Il s'était tenu là, comme une ombre. Une ombre recouvertes de tissus, qui se déplaçait de toits en toits, suivie non loin d'un oeil. Ces deux ombres sans bruits s'étaient autorisées à observer la scène, de haut. Plus près que l'on aurait pu le penser.

A quelques souffles, l'un observait par curiosité, l'autre par soucis de protection.

L'un avait hésité à réagir, l'autre avait simplement patienté.
Un pavé n'était plus dans ses gonds, sortis du peu de mortier qui le maintenait encore, il avait été reposé sans aucun bruits, sans pour autant être replacé.

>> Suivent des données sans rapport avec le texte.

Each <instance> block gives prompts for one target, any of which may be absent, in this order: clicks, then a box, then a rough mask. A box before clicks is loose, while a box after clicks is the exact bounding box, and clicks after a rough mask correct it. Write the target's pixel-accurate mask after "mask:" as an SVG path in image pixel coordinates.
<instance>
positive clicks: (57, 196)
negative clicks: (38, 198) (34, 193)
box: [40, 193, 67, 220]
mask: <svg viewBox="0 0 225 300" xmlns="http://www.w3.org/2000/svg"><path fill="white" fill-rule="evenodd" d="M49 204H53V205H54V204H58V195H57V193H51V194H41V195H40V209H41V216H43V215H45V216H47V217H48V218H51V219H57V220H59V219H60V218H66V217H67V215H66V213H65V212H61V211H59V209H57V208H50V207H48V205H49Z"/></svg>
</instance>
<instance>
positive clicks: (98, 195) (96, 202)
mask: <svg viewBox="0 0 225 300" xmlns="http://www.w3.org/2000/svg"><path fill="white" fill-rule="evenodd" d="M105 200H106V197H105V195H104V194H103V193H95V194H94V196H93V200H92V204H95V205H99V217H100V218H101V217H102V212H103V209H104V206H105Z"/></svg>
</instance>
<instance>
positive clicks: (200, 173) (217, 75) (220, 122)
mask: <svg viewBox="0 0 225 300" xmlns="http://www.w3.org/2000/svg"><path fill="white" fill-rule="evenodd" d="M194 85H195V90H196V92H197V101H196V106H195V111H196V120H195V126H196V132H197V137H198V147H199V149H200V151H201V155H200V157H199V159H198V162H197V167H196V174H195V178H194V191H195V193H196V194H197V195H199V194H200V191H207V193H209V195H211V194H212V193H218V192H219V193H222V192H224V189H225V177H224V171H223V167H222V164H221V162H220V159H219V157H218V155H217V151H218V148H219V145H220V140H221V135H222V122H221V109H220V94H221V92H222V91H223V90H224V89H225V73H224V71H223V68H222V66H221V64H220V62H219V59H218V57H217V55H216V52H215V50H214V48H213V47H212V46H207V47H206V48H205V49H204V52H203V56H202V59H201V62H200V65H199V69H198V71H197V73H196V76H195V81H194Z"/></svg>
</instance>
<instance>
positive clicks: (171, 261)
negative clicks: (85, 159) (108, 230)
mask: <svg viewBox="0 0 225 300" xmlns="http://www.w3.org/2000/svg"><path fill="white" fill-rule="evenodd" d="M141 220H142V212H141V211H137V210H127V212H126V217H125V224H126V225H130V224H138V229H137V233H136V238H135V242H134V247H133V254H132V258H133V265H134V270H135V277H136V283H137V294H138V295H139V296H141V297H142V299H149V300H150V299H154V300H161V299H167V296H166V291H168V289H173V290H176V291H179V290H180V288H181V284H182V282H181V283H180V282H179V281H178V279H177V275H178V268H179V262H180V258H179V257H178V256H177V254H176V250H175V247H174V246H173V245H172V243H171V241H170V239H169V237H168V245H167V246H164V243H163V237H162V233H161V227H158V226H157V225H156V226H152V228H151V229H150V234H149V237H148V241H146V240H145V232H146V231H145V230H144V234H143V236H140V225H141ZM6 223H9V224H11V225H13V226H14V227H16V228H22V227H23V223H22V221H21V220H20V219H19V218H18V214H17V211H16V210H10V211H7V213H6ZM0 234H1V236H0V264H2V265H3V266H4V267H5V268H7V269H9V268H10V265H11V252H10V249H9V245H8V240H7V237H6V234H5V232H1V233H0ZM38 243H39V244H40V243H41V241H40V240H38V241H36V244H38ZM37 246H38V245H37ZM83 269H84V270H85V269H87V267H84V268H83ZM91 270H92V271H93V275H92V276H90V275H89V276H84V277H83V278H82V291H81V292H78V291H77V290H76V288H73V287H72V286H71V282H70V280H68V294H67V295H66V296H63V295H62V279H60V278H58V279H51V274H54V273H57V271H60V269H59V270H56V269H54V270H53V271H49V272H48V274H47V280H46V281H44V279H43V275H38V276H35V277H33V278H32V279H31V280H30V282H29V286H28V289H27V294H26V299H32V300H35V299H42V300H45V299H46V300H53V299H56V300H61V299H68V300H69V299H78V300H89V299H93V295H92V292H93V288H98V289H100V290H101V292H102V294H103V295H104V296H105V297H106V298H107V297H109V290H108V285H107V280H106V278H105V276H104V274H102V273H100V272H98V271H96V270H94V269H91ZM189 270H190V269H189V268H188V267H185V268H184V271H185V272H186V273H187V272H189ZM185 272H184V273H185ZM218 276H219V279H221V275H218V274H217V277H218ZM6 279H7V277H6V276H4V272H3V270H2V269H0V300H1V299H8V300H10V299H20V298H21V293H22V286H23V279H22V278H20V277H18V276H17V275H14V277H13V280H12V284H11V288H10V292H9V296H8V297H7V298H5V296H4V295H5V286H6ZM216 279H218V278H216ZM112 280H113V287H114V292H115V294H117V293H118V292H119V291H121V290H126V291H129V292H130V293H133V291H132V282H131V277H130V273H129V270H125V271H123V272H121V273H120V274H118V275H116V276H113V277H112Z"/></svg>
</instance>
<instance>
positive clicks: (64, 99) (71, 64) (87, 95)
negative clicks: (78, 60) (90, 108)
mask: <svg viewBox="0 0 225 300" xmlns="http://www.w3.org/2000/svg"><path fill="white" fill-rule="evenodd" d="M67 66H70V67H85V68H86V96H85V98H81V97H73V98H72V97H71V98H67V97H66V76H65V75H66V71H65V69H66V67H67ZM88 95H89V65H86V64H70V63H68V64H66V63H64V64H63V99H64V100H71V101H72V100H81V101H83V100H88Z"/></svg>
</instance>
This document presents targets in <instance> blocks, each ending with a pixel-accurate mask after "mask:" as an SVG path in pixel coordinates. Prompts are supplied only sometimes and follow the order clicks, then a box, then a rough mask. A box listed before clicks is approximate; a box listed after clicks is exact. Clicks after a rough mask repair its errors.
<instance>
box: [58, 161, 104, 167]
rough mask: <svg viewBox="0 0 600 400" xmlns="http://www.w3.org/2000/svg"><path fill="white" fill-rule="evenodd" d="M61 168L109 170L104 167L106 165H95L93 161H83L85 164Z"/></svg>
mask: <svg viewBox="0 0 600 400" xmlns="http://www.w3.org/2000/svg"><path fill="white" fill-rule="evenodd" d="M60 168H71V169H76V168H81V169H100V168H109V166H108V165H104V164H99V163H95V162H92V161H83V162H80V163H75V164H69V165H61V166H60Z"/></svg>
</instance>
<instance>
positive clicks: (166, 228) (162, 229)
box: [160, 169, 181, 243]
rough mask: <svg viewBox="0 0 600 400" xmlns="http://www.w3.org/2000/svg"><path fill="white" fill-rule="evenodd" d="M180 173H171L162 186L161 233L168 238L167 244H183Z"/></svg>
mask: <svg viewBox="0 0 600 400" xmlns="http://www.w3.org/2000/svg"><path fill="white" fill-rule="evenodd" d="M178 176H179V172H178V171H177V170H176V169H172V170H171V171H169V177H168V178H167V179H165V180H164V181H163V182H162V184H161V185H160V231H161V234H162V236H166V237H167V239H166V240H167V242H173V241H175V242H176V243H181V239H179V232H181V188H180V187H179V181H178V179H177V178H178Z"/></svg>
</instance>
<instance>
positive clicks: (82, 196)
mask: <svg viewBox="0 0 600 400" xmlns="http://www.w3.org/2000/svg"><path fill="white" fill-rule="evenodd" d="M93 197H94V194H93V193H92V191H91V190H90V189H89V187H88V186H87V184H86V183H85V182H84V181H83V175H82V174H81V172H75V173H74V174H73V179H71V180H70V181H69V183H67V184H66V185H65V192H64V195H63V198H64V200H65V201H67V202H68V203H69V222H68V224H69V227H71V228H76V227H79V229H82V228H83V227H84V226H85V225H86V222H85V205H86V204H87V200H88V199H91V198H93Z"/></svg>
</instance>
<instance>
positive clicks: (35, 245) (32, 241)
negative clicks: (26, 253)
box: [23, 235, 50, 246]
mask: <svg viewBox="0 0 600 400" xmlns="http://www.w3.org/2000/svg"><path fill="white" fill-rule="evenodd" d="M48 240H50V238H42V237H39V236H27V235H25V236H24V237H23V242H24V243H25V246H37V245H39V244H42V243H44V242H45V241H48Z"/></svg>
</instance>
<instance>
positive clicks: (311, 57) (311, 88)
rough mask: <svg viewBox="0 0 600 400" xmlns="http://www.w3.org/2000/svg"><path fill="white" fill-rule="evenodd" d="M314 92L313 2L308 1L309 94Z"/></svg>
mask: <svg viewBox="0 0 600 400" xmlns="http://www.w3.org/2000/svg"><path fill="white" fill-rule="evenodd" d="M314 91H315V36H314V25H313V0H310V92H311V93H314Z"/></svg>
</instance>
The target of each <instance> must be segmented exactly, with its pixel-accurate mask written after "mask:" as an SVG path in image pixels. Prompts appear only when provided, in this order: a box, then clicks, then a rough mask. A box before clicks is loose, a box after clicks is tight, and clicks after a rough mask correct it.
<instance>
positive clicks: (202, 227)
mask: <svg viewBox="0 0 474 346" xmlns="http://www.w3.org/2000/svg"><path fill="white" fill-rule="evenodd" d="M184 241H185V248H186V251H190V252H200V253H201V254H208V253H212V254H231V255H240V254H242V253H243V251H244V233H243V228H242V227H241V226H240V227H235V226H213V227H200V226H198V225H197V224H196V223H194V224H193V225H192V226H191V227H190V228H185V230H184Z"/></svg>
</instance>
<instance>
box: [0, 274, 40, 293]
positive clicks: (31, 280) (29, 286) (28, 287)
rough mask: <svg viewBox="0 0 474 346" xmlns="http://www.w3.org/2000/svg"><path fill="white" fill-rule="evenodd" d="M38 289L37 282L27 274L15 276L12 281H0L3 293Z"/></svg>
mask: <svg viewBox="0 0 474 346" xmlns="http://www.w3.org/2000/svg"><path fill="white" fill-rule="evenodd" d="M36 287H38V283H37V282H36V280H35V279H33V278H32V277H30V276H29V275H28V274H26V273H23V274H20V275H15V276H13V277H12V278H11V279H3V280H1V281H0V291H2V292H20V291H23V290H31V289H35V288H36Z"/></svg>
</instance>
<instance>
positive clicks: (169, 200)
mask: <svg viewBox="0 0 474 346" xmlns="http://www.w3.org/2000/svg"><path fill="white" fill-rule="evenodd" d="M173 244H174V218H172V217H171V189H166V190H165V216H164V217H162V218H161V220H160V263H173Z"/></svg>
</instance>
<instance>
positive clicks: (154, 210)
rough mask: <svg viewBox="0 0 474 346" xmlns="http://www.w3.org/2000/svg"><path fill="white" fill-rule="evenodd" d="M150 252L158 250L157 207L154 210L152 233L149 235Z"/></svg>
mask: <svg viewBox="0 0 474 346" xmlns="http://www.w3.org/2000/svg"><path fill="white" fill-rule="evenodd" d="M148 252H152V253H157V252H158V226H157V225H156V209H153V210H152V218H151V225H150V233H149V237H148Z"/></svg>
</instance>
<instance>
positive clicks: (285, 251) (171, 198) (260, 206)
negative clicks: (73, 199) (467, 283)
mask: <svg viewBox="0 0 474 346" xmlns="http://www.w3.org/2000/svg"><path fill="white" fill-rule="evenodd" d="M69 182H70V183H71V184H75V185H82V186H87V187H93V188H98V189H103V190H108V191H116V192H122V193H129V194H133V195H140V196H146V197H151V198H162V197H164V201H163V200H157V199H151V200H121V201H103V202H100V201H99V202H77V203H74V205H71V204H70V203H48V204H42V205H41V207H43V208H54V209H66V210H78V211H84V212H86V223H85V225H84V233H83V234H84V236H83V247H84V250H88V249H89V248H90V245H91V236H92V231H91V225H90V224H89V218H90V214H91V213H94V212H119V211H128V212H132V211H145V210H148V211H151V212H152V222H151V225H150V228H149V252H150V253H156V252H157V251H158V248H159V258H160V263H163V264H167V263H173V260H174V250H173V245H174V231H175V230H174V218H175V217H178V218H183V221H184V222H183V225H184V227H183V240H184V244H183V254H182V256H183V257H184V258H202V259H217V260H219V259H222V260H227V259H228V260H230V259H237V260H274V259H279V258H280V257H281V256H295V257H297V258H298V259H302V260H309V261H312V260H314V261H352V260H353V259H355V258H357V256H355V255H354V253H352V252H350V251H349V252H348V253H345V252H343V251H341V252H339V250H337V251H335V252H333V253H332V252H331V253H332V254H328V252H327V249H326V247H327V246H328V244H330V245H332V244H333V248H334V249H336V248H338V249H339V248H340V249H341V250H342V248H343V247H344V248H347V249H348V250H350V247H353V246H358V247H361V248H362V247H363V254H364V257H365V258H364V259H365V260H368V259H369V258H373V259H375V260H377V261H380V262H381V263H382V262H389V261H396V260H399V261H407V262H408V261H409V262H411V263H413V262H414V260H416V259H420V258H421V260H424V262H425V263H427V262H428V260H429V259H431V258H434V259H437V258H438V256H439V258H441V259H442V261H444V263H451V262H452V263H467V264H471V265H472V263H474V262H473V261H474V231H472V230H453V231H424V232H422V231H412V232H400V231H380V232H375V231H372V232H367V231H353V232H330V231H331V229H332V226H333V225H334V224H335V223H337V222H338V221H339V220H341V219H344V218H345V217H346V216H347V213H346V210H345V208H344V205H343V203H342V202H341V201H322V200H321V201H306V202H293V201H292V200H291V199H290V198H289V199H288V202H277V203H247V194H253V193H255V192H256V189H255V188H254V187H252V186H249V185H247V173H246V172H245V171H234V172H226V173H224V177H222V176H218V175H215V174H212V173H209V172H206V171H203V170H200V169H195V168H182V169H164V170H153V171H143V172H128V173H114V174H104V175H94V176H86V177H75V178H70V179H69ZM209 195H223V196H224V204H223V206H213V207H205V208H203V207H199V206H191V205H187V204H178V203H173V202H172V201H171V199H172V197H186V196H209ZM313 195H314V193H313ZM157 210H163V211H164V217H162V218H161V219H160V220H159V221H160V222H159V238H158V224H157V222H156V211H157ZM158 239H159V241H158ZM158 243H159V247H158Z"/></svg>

L'autre avait observé cette réaction, cette tentation qui avait fébrilement parcourus l'ombre en question, cette volonté d'agir qui s'était mué en un simple statu quo.

L'ombre avait observée, ce n'est que lorsqu'il sentit que rien de plus ne se déroulerait, que rien n'était plus réellement à jouer, que celui-ci disparu, et l'autre pourtant resta, observant jusqu'aux bouts, et continuant de les suivre sans pour autant être repérable.

Ô il y aurait paranoïa, comme pour tout Thaaries. Il y aurait folie et autres tentatives de violences, mais le troisième protagonistes avait disparu, tandis que l'ombre de l'Eldéenne ne la quittait pas du regard.